UPDATE: On March 21, 2020, The Treasury Department and Internal Revenue Service announced that the federal income tax filing due date is automatically extended from April 15, 2020, to July 15, 2020.
For more than a century, Americans have viewed income taxes with a mix of uncertainty and anxiety. This dates to the ratification of the Sixteenth Amendment in 1913, where Congress first gained the power to tax us directly. And the oft-times scary reputation of our tax system has only grown as the tax code has expanded and changed over the years. While, admittedly, there are some confusing and complex corners in the current code, most Americans can avoid these areas and get by just by knowing a few straightforward rules.
Over the next few weeks, our aim is to explain some of the basics of federal income taxes and hopefully make the prospect of filing your taxes a little less scary. To start, we offer an overview of the main items that make up your Form 1040. In essence, this tax form requires you to report your gross income, followed by your deductions, to determine your taxable income. At this point, you calculate how much tax you owe. After you know the total bill, you may reduce it by tax credits and prepayments you have already made. When the dust settles, you find out whether you are in for a refund or if you must write a check come April 15.
What is Income?
A seeming small question gets a pretty big answer in the tax code. In general, individual income tax is based on income accrued from a variety of sources. Included are wages, salaries, tips, taxable interest and dividend income, business and farm income, realized net capital gains, income from rents, royalties, trusts, estates, partnerships, and taxable pension and annuity income. Just to emphasize how broad this definition is, the tax code indicates, “gross income means income from whatever source derived . . .”

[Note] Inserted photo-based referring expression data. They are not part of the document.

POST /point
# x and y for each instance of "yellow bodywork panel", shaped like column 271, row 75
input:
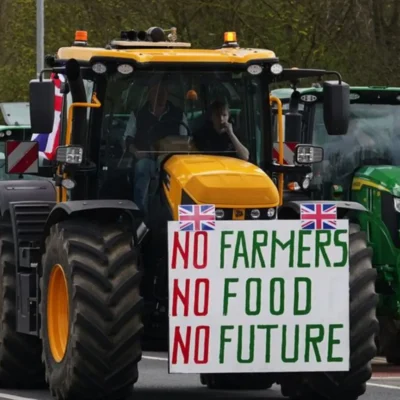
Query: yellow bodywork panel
column 224, row 181
column 226, row 55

While the definition is expansive, the law does exclude some specific items. For example, employer-provided health insurance, pension contributions and certain other employee benefits are excluded from taxable income. Further, common items like gifts and inheritances are not considered income.
What are Deductions?
Once you have calculated your gross income, the tax code allows you to chip away at it by taking deductions. These are divided into two categories – “above the line” and “below the line.” The first category is deductions you subtract from gross income in order to calculate your adjusted gross income (AGI). AGI is an all-important number that everyone from the government to banks to student loan lenders use to make decisions about you. As a rule of thumb, the lower this number is the better – so “above the line” deductions are the best kind of deductions! In general, contributions to individual retirement accounts (IRAs), interest paid on student loans and certain business expenses can be deducted above the line.

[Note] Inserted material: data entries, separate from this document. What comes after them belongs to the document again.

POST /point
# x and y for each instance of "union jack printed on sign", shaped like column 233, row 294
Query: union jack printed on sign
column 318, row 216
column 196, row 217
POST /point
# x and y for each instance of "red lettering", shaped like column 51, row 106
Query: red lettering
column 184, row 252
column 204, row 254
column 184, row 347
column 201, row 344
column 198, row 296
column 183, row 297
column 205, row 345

The other kind of deductions – “below the line” – are those subtracted from AGI in order to calculate taxable income. The government offers everyone a standard amount they can deduct for this or taxpayers can add up what they spent during the year for certain items donations to charity or mortgage interest, etc. and deduct that total if it works out better.
The 2019 Tax Rates and Filing Status
After you whittle your gross income down to your taxable income, you are ready to calculate the amount of tax you owe. Here, it is important to mention that not all income is taxed the same way. For example, the wages you earn from your job are considered “ordinary income” and are taxed between 10% and 37%. These same rates would also apply to any business income you earn, such as from a sole proprietorship. The table below shows the ordinary income tax brackets for 2019. As you can see, the brackets depend on a taxpayer’s filing status, which we will explain more about in a later post.

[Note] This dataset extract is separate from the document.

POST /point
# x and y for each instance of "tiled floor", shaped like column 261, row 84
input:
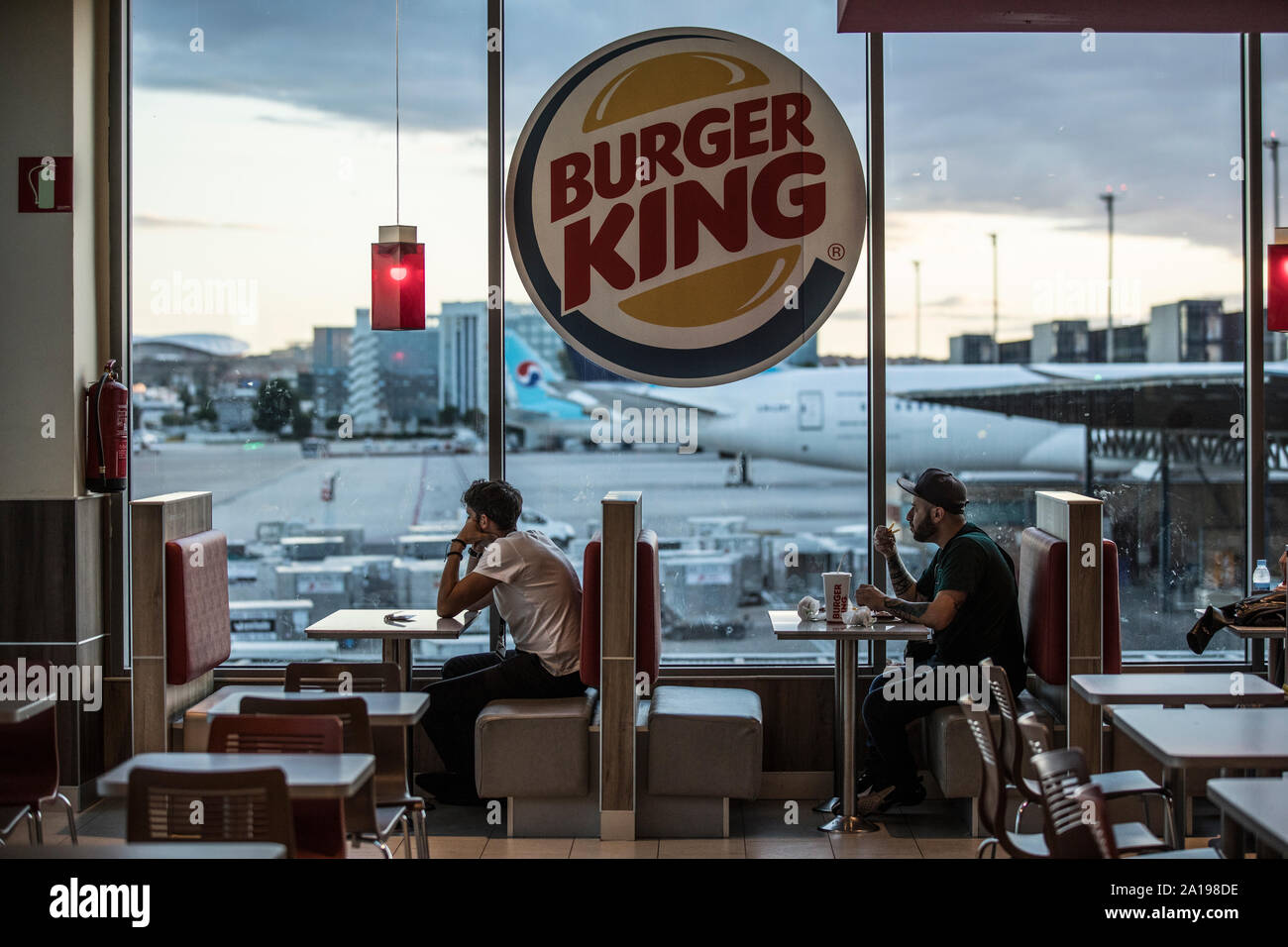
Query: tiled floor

|Tax rate||Single||Married, filing jointly||Married, filing separately||Head of household
|37%||$510,301 or more||$612,351 or more||$306,176 or more||$510,301 or more
Not all income is taxed according to the above table. For example, some types of income are classified as “capital gains” and are taxed at lower rates, usually 0% t20%. This applies to income earned from selling investment assets (e.g., like stocks) that you have owned for a certain period.
Tax Credits and Prepayments
The tax code offers certain credits (i.e., dollar-for-dollar reductions on your tax bill). Sometimes these credits are family related – like for people with young children or with daycare expenses. Other times, these credits are school- or business-related – like for people paying tuition for higher education. In fact, some of these credits can put money in your pocket even if you do not owe taxes.
In a couple of months, the calendar will turn to April 15, the general date when we are required to file our tax forms with the government. Our aim over the next few posts is simply to make the process clearer and to arm you with a little more confidence heading into April. In our next post, we will discuss IRS procedures related to deadlines, extensions and statute of limitations.
The content of this blog should not serve as a substitute for legal advice from an attorney or accountant familiar with the facts and circumstances of your specific situation. If legal or accounting assistance is needed, we recommend that you seek the services of a qualified professional.